Lauri Hicks, director of an office that focuses on antibiotics for the U.S. Centers for Disease Control and Prevention, pointed out that there are a number of studies regarding the ideal duration of therapy for specific issues. Regarding ear infections, for example, one study showed that patients taking an antibiotic for five days were more likely to fail treatment than those taking it for the full 10 days. Hicks said there is also evidence that if you don't complete a course of antibiotics, that makes it more likely that bacteria on your body may develop antibiotic resistance and cause a more serious infection down the road.

However, Hicks acknowledged there are certainly “compelling” reasons to think about it differently.

“There are situations where finishing a full course is important. There are also cases where it may not be as important and may end up putting patients at risk if we give them an unnecessary amount of antibiotics,” she said.

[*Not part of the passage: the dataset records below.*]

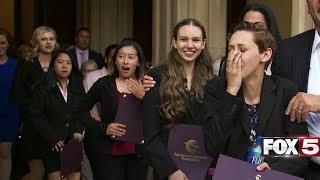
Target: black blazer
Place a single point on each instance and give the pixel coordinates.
(27, 75)
(226, 129)
(155, 128)
(52, 116)
(104, 92)
(97, 57)
(292, 59)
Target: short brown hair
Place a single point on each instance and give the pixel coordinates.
(261, 36)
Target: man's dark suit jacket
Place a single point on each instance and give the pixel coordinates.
(156, 127)
(292, 59)
(97, 57)
(227, 128)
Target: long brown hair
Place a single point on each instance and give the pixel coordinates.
(173, 87)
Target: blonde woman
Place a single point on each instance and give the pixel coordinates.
(29, 73)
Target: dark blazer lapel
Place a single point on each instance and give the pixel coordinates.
(307, 55)
(112, 90)
(59, 96)
(244, 119)
(73, 52)
(267, 102)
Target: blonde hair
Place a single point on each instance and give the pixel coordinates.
(35, 39)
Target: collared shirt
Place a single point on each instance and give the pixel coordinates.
(64, 92)
(313, 119)
(82, 56)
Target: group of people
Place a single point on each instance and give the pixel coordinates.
(57, 95)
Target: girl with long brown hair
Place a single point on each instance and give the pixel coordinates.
(177, 95)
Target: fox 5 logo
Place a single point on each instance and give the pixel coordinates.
(300, 146)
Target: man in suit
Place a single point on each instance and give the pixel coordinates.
(298, 59)
(82, 52)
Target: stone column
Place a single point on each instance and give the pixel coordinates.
(166, 13)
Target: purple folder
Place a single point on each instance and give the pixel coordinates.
(129, 114)
(186, 148)
(71, 157)
(229, 168)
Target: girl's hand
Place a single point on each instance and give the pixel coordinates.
(135, 88)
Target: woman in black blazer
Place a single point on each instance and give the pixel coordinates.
(247, 103)
(177, 95)
(115, 160)
(51, 112)
(30, 71)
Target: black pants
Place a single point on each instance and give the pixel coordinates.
(127, 167)
(313, 172)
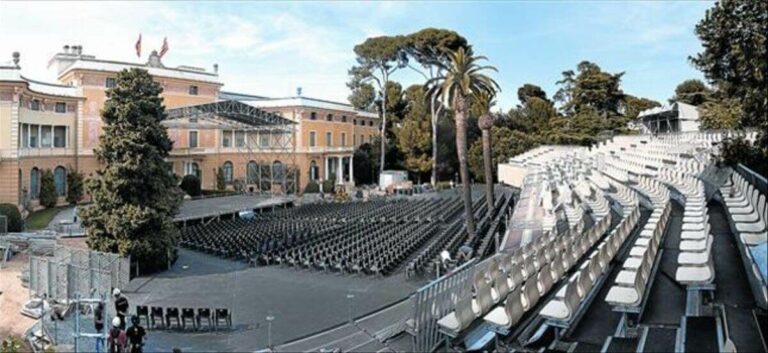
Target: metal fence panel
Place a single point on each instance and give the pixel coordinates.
(436, 300)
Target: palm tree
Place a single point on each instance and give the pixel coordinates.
(484, 101)
(459, 79)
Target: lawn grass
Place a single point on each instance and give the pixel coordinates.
(40, 219)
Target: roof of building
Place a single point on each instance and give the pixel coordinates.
(681, 110)
(297, 101)
(13, 74)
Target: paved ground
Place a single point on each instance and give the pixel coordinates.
(193, 209)
(12, 296)
(302, 302)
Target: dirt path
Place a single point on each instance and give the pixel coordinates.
(12, 297)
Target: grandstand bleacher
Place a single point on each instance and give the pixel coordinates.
(615, 248)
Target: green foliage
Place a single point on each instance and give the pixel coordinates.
(221, 182)
(527, 91)
(48, 196)
(413, 135)
(312, 187)
(75, 186)
(191, 185)
(13, 217)
(733, 35)
(590, 87)
(135, 194)
(634, 105)
(693, 92)
(365, 164)
(506, 143)
(722, 113)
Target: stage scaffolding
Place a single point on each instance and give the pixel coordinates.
(264, 144)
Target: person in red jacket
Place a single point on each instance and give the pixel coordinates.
(116, 340)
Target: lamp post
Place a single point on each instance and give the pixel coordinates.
(270, 318)
(350, 296)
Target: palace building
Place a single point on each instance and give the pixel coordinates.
(259, 143)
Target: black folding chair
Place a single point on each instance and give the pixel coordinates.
(172, 313)
(188, 313)
(157, 313)
(143, 311)
(204, 313)
(223, 314)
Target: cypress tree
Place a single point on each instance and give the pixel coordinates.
(135, 193)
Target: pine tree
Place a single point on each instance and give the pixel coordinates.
(135, 193)
(48, 197)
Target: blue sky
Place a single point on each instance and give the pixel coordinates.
(270, 48)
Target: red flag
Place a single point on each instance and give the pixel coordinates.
(138, 47)
(164, 49)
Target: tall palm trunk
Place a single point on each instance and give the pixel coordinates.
(486, 122)
(461, 111)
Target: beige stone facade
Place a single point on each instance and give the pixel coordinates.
(57, 126)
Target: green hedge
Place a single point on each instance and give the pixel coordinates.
(15, 223)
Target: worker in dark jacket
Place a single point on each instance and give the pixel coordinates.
(121, 306)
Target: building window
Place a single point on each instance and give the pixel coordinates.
(46, 138)
(253, 172)
(228, 171)
(226, 138)
(264, 139)
(60, 180)
(193, 139)
(59, 136)
(34, 135)
(34, 183)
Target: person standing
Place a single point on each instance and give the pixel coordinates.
(116, 339)
(136, 335)
(121, 306)
(98, 323)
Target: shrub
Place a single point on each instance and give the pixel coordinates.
(312, 188)
(48, 196)
(13, 217)
(75, 186)
(191, 185)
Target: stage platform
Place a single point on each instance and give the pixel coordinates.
(228, 205)
(303, 303)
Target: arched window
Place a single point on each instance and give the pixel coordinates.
(312, 170)
(34, 183)
(60, 180)
(253, 172)
(277, 171)
(228, 171)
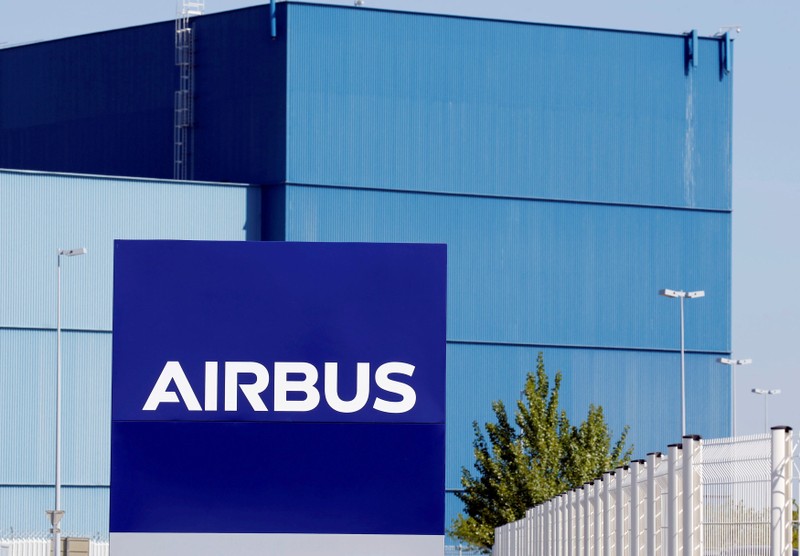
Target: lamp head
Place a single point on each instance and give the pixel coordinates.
(671, 293)
(73, 252)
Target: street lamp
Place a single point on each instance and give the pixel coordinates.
(732, 363)
(58, 513)
(681, 295)
(766, 394)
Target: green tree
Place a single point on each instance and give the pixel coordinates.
(538, 456)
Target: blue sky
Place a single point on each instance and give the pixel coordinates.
(766, 143)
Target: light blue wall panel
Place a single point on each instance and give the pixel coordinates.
(405, 101)
(22, 511)
(640, 389)
(547, 273)
(40, 213)
(27, 407)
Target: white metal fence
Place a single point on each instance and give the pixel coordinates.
(43, 547)
(703, 498)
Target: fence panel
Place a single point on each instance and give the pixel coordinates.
(736, 499)
(718, 497)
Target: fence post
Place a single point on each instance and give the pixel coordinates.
(608, 479)
(580, 493)
(780, 519)
(622, 474)
(673, 525)
(557, 533)
(570, 514)
(652, 462)
(692, 497)
(636, 467)
(598, 514)
(588, 518)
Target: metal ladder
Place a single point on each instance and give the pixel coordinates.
(183, 167)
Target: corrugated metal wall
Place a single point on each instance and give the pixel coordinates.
(100, 103)
(542, 273)
(39, 214)
(572, 172)
(399, 101)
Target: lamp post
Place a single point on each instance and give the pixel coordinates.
(58, 513)
(681, 295)
(733, 363)
(766, 394)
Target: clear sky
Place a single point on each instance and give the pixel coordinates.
(766, 144)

Sarah Fortune, a professor of immunology and infectious diseases at the Harvard T.H. Chan School of Public Health, said that for urinary tract infections and typhoid fever, studies have shown one day of drugs is often sufficient — making the normal week-long course overkill in many situations. For tuberculosis, however, stopping antibiotics early has been shown to put patients at risk for making their situation worse.

“This is an important example because it highlights the double-edge sword of treatment shortening,” she said.

If you treat for too short a time, you may end up enriching the environment for antibiotic-resistant organisms, she explained, “and the relative proportion of drug-resistant bugs becomes higher, higher than the host can ever deal with, and then this infection can reemerge as drug resistant.”

Yonatan Grad, in the division of infectious disease at Brigham and Women’s Hospital, said he feels that there are “many opportunities for improvement” in how doctors use antibiotics, and for many types of infections it may well be possible to reduce the duration of treatment without compromising the treatment’s effectiveness. However, he said the suggestion in the new opinion piece that doctors should tell people to stop taking antibiotics when they “feel better” is problematic.

“How are you to judge ‘feeling better’? Symptoms mostly gone? Entirely gone? Some symptoms, but not others?” he said, “This is too vague and subjective a recommendation.”